What is a clean space? I am borrowing from psychotherapy’s understanding of clean pain and dirty pain here. The idea for clean space is a transmutation from Resmaa Menakem’s book, My Grandmother’s Hands, and a conversation with a friend. In the book Resmaa defines ‘clean pain as choosing integrity over fear and standing in that fear with integrity and moving towards the unknown. The alternative path is responding from dirty pain. Dirty pain is when we respond to fear and conflict from our most wounded parts. Responding from dirty pain only creates more pain, both for ourselves and for other people.’ Kevin Reese.
Adapt Faster For the past few months I have been engaged in conversations with Joshua Isaac Smith. ‘Clean space’ is a new concept for us to consider.
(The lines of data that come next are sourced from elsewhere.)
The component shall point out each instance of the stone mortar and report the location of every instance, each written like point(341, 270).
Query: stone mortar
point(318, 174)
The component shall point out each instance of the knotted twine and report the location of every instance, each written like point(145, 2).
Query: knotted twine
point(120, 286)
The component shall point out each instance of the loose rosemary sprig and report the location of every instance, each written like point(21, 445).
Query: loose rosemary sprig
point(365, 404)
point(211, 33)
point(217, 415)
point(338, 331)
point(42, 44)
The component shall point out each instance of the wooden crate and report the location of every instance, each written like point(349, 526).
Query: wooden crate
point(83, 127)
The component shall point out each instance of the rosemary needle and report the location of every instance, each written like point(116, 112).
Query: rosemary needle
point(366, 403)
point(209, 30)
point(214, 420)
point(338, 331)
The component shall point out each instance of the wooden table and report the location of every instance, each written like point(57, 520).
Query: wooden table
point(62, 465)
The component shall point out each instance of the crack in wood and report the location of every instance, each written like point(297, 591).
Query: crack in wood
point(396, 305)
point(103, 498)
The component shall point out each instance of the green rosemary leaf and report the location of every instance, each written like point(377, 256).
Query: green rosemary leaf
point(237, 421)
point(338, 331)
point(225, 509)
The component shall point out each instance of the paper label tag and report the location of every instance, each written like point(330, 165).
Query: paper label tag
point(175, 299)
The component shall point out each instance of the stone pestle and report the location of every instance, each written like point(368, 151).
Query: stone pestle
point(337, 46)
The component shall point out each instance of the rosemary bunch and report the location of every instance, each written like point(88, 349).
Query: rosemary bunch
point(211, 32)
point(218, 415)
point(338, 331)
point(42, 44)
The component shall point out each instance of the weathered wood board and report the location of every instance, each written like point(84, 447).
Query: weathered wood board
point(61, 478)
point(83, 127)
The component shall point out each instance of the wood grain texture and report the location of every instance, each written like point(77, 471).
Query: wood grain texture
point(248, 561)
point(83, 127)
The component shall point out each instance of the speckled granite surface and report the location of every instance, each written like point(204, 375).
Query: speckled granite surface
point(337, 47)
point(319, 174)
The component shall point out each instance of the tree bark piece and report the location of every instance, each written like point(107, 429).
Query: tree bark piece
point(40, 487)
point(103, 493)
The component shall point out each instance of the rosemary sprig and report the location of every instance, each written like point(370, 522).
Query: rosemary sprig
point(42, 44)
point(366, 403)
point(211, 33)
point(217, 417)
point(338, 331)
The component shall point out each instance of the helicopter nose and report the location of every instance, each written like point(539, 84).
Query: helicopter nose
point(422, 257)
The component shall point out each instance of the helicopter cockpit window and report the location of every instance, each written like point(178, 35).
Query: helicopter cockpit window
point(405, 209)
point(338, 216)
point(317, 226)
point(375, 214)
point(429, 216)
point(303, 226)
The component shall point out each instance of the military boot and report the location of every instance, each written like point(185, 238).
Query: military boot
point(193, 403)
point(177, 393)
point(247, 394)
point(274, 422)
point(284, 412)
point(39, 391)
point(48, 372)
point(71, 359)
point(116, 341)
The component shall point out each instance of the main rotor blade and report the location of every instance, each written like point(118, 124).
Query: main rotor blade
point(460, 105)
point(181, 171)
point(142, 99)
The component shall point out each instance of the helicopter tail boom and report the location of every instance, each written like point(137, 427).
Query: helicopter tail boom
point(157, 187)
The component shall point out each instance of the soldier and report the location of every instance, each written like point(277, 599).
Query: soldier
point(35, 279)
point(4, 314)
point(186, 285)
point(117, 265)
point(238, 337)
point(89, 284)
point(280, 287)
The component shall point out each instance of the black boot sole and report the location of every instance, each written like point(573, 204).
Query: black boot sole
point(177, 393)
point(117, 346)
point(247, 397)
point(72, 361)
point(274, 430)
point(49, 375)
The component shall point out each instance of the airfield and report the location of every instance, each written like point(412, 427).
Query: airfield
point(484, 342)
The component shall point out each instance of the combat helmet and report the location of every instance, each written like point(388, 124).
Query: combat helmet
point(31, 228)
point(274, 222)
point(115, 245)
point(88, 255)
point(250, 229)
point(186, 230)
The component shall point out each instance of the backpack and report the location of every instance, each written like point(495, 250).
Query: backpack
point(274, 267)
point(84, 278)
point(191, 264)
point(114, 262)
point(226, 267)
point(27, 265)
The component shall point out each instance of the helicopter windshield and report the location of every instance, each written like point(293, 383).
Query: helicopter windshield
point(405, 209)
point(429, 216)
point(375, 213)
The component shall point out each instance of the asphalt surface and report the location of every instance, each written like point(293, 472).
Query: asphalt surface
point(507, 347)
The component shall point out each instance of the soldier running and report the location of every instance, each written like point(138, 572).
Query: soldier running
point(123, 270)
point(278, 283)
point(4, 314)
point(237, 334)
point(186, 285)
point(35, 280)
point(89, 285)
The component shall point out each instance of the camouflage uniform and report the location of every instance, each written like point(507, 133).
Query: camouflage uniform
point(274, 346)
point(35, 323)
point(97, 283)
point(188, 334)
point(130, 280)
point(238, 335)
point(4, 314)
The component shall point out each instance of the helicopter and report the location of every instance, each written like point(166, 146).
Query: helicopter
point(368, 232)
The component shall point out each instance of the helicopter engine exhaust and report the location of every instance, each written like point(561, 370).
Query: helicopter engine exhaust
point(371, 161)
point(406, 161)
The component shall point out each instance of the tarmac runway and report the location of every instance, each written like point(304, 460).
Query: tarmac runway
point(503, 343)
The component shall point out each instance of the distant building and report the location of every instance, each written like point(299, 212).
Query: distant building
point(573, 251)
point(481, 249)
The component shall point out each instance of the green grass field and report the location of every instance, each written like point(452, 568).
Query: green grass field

We wondered what ‘clean space’ would mean? A room devoid of clutter, debris from the past, smoke, mirrors, egos, distraction and expectation. A ‘clean space’ would be filled with windows. Allowing safe passage of the used and damaged out, and on the new breeze, fresh exciting ideas and plans.
‘Clean Space’ existing as a hopeful tentative NOW.
Empowered Recently I was amongst 20 Black men at McMaster’s Black Student Success Centre for an Empowered conversation. Being with groups of Black and Brown men, has been part of my psychotherapeutic experience since joining BAATN in 2010. Forming The Black Men’s Therapy Group, collaborating to start The Diversity Space at NHS Oxleas, being a counsellor of Kwanda’s Mens Groups, attending and co-facilitating the True Roots Check-In and Chat gatherings and now the Empowered experience at McMaster’s University have all been ‘clean spaces’. Every experience supports an understanding of how rare meeting in an unencumbered way can be.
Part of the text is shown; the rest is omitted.